I left the infirmary, thinking I’d go up to the deck, but as I walked down the hall, I stumbled. The up and down of the water was making me feel woozy again. Plus, I was still exhausted, so I headed back to our room and lay down. I tried eating a few bites of banana but it just made me queasy, and I fell asleep again.

This time, there were dreams.

They began in the infirmary on the
Solara
, only I was a patient. Lilly was there to see me. She and my dad were standing together, hands clasped, gazing at me, fear in their eyes.

“What?” I asked them. I looked down to see that my arms were striped with black, as if someone had drawn the lines of my veins on me. Except my skin was gray, translucent, the black veins beneath. I knew this: black blood, pandemic four, like Harvey and Lucinda and Leech had talked about. I knew, too, in the dream, that the black veins were late stage. Terminal.

“All we can do now is see what’s in here.” Paul appeared on the other side of the bed, glasses off, eyes clicking electronically. He reached down with a blue-gloved hand and sank his fingers into my flesh. It didn’t hurt. I watched his whole hand disappear into my torso, and realized he was reaching in through my hernia scar, his arm sinking up to the elbow. The lump of his probing hand moved around my abdomen, the skin stretching. I could feel his fingers among my organs.

But now there was another sensation. On my cheek. Something old, ancient to me, a light pressure and movement. A thumb making a circle, clockwise on the skin of my cheek. “It’ll be okay, honey.”

I turned and found my mom sitting beside me, leaning close.
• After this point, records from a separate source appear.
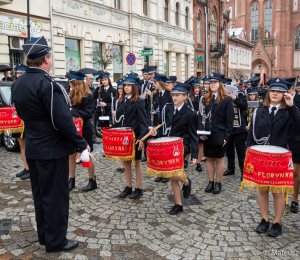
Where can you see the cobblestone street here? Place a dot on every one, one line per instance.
(211, 227)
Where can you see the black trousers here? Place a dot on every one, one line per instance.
(49, 183)
(239, 141)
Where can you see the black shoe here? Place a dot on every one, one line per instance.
(165, 180)
(92, 185)
(217, 189)
(228, 172)
(21, 173)
(275, 230)
(294, 207)
(177, 208)
(187, 189)
(127, 191)
(71, 184)
(199, 167)
(136, 194)
(158, 179)
(210, 187)
(71, 245)
(185, 164)
(26, 176)
(263, 226)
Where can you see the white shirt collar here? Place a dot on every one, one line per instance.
(277, 106)
(179, 108)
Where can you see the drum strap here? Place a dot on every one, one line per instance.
(263, 140)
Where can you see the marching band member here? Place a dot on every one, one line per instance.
(83, 107)
(25, 174)
(104, 96)
(171, 81)
(251, 96)
(273, 124)
(161, 96)
(180, 121)
(51, 136)
(132, 108)
(216, 115)
(294, 146)
(239, 134)
(195, 94)
(119, 93)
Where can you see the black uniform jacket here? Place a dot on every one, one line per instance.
(242, 105)
(279, 130)
(166, 98)
(85, 110)
(294, 138)
(106, 98)
(182, 125)
(31, 94)
(135, 117)
(221, 121)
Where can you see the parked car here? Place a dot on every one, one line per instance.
(9, 142)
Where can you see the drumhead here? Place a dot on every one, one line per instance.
(121, 128)
(269, 149)
(164, 139)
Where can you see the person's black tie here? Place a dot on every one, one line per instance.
(272, 114)
(176, 112)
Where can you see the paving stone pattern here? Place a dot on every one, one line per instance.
(211, 227)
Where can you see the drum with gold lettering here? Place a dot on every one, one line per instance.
(268, 168)
(118, 143)
(165, 157)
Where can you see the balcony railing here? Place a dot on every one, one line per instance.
(217, 47)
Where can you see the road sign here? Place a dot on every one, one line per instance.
(198, 58)
(130, 67)
(130, 59)
(147, 52)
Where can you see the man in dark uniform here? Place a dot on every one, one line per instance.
(51, 136)
(239, 134)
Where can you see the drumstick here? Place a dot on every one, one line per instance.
(147, 135)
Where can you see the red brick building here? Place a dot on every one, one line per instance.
(211, 19)
(273, 26)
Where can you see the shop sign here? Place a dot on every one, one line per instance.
(18, 27)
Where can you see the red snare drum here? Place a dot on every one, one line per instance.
(268, 168)
(119, 143)
(165, 157)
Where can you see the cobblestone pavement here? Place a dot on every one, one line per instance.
(211, 226)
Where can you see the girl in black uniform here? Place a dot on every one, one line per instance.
(83, 107)
(216, 115)
(195, 94)
(274, 124)
(161, 96)
(131, 113)
(104, 99)
(25, 174)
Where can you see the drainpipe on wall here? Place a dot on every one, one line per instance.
(206, 47)
(52, 38)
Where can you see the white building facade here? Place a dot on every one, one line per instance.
(129, 26)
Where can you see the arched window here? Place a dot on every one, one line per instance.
(268, 19)
(117, 4)
(145, 7)
(297, 38)
(199, 28)
(213, 27)
(254, 21)
(177, 14)
(187, 18)
(166, 10)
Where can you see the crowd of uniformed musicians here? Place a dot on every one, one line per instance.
(141, 104)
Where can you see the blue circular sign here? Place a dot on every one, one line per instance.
(130, 59)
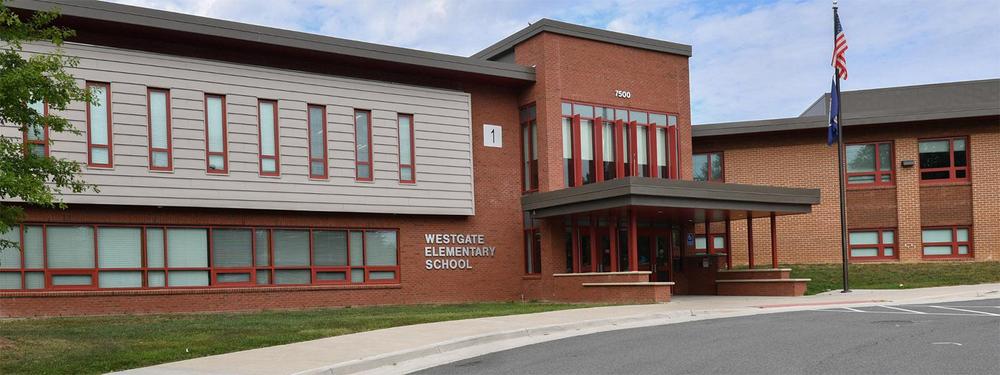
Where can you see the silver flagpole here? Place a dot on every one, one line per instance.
(840, 162)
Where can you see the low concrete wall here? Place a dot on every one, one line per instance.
(762, 287)
(613, 287)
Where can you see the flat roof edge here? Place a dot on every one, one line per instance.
(185, 23)
(563, 28)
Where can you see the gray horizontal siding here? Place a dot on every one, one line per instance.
(442, 125)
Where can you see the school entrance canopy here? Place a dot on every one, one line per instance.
(634, 225)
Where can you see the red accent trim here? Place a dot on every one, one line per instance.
(531, 185)
(325, 159)
(169, 124)
(619, 149)
(774, 241)
(44, 142)
(90, 145)
(952, 169)
(880, 246)
(370, 163)
(633, 241)
(729, 243)
(577, 152)
(225, 138)
(277, 141)
(413, 151)
(598, 127)
(955, 243)
(749, 238)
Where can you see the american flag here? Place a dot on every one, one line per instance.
(839, 47)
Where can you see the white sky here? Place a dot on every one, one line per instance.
(752, 60)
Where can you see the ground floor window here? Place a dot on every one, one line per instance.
(945, 242)
(871, 244)
(82, 257)
(716, 246)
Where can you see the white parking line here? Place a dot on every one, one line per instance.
(902, 309)
(972, 311)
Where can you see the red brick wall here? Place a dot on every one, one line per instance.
(871, 208)
(498, 217)
(945, 205)
(575, 69)
(802, 159)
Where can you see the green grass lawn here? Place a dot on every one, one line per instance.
(101, 344)
(897, 276)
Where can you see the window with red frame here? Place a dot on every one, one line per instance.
(717, 246)
(407, 149)
(99, 134)
(36, 138)
(217, 152)
(363, 143)
(603, 143)
(944, 159)
(269, 141)
(529, 149)
(869, 164)
(317, 142)
(707, 167)
(872, 244)
(82, 257)
(160, 147)
(947, 242)
(532, 245)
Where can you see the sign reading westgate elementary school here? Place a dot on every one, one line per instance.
(454, 251)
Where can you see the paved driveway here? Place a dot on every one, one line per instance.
(944, 338)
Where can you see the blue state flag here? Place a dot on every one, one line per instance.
(834, 128)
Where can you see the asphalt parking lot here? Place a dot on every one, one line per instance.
(942, 338)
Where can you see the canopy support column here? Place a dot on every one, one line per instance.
(774, 241)
(633, 241)
(729, 243)
(750, 238)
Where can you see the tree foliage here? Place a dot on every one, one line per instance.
(31, 78)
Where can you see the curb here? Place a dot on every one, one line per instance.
(593, 326)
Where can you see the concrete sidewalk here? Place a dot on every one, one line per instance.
(410, 348)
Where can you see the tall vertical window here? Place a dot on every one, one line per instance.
(945, 242)
(36, 138)
(603, 143)
(532, 245)
(610, 169)
(160, 148)
(707, 167)
(869, 164)
(363, 143)
(661, 127)
(217, 150)
(100, 152)
(569, 173)
(872, 244)
(529, 149)
(407, 169)
(267, 117)
(944, 159)
(317, 142)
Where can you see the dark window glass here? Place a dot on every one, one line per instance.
(934, 154)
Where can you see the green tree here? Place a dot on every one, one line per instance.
(34, 178)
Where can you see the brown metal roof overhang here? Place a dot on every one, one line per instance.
(200, 30)
(656, 192)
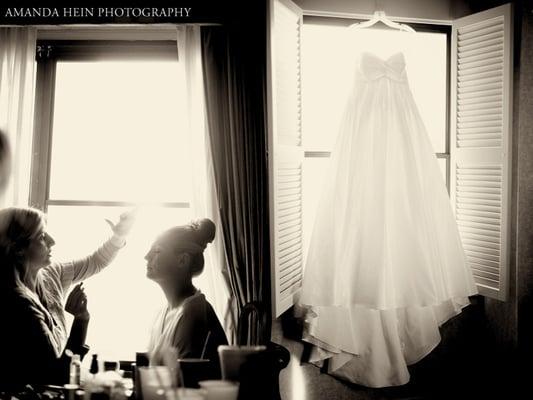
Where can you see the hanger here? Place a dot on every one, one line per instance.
(379, 16)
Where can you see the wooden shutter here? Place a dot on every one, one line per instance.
(285, 153)
(481, 95)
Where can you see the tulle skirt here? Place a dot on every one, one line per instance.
(385, 266)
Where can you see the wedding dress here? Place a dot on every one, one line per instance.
(385, 266)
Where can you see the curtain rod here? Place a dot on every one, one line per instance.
(344, 15)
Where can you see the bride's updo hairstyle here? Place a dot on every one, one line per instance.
(192, 239)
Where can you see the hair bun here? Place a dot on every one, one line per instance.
(205, 231)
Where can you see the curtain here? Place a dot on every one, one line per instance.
(213, 281)
(234, 59)
(17, 90)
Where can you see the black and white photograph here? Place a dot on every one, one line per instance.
(267, 199)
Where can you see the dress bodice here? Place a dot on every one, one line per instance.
(372, 67)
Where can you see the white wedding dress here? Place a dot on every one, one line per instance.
(385, 266)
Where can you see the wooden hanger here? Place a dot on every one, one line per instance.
(379, 16)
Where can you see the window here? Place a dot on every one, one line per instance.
(112, 136)
(328, 72)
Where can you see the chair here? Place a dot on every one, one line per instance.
(259, 374)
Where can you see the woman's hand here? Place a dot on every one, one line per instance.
(123, 226)
(77, 303)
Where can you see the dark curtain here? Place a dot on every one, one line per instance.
(234, 66)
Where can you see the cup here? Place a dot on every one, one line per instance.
(186, 394)
(155, 382)
(232, 357)
(220, 389)
(194, 370)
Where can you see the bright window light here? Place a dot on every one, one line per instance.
(118, 132)
(118, 135)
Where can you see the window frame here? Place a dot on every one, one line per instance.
(48, 53)
(419, 27)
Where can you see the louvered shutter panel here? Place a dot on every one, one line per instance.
(285, 153)
(481, 143)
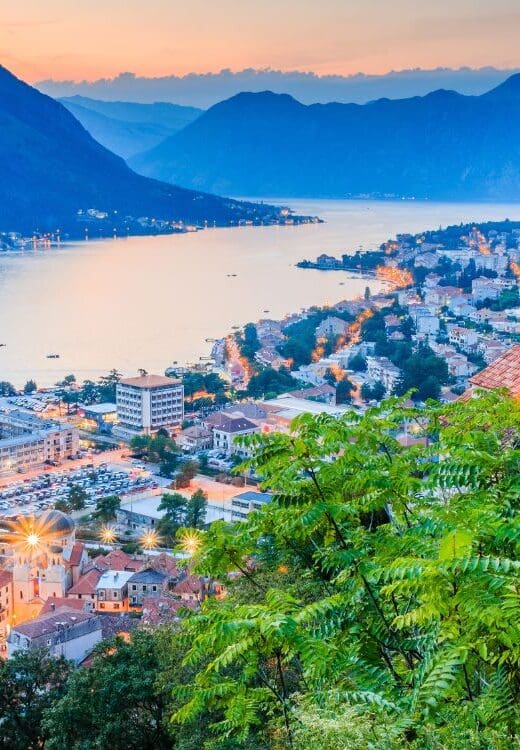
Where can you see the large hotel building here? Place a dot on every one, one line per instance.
(148, 403)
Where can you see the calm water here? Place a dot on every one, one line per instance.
(148, 301)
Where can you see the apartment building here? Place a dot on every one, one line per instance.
(148, 403)
(27, 442)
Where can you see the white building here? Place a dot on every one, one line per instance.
(380, 368)
(148, 403)
(225, 434)
(27, 442)
(64, 632)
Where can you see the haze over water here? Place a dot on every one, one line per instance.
(149, 301)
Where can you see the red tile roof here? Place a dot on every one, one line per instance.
(6, 577)
(60, 602)
(76, 553)
(86, 584)
(189, 585)
(504, 372)
(162, 609)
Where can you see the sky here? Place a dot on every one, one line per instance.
(91, 39)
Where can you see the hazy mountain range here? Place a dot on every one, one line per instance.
(126, 128)
(52, 168)
(205, 89)
(443, 146)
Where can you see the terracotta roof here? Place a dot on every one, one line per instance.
(149, 381)
(504, 372)
(76, 553)
(119, 560)
(86, 584)
(6, 577)
(56, 603)
(189, 585)
(162, 609)
(52, 622)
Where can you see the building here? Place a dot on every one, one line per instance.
(242, 505)
(145, 584)
(227, 433)
(504, 372)
(27, 442)
(64, 632)
(112, 591)
(331, 327)
(148, 403)
(465, 338)
(380, 368)
(195, 438)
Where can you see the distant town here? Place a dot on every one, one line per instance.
(99, 479)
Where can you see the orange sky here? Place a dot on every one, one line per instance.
(89, 39)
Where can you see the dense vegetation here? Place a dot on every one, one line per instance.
(376, 606)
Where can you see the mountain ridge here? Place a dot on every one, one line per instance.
(443, 146)
(52, 169)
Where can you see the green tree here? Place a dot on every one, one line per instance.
(30, 683)
(122, 701)
(107, 507)
(196, 510)
(30, 387)
(380, 587)
(77, 497)
(357, 363)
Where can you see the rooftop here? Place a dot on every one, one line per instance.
(504, 372)
(149, 381)
(113, 579)
(52, 622)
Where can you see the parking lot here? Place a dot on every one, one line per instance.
(37, 493)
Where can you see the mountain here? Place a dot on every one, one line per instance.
(51, 169)
(443, 146)
(206, 89)
(127, 128)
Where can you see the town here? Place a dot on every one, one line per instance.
(108, 487)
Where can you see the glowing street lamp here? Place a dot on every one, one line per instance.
(190, 542)
(149, 540)
(107, 534)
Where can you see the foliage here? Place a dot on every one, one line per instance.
(122, 700)
(377, 598)
(268, 383)
(30, 682)
(77, 497)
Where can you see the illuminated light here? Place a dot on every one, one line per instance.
(396, 277)
(33, 540)
(190, 542)
(107, 534)
(149, 540)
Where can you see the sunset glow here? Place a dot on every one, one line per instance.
(54, 39)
Her eyes were wet, her mouth trembling, and I knew the feeling of that circle, knew it so well. . . .

“We’ll be together again,” she said. “I promise.”

“Here we go.” Paul’s hand moved up, jostling around my lungs, and then there was a bolt of pain as he grabbed my heart.

“Just gotta shut this thing down,” Paul said.

He squeezed, suppressing the beats—

I bolted up out of bed. My hand went to my hernia scar, and I felt a faint throb there, as if the dream had somehow reawakened that old injury. I was breathing hard and felt a coating of sweat all over me. My hands were shaking. What was with these dreams?

I got some water. Outside, the sky had cooled, the sea now purple and silver. Seeing my dad in the dream made me think of contacting him. I wondered if they had a gamma link on the ship. I headed up to the deck to ask, and to see where we were.

The sun had begun to set, growing bloated, an orange oval dropping into veils of gray mist. Beams of orange, pink, and purple reflected on high feathery clouds and over the slick surface of the gelatinous water.

I spotted Arlo standing with two others by my craft. One of the men was inside it, lit by the glow of the vortex engine. He was wearing a welding mask and holding a blowtorch to the kinked spot in the mast. I walked over.

“Hey, Owen,” said Arlo. “We’ve been checking the damage to your craft here. We can patch the sails easy, and then it looks like the primary problem is the bend in the mast. We’re getting that straightened so you’re back in flying shape for tonight.”

“Tonight?”

“Victoria will explain,” said Arlo. “Actually, I’m supposed to take you to her.”

We left the two men working on the mast and climbed up to the aft deck, where Victoria was standing by the navigation consoles. The solar sail had been furled, and we were moving slowly.

“Hi, Owen,” said Victoria. “Did you get some rest?”

“I did,” I said, though I felt more disjointed than rested. “I was wondering if you had a gamma link. I wanted to get in touch with my dad.”

“That would be nice,” said Victoria with a sigh, “but I’m afraid we don’t. The Northern Federation blocks us from using the gamma network. It’s one of their many sanctions against me. On rare occasions we are able to hack our way on, but that’s about it. For the most part, it’s really a blessing for the people of Desenna, but in this case I’m sorry it leaves you out of touch. I’ll let you know if we are able to establish a connection.” She pointed ahead. “For the moment, though, you’ll want to see this.”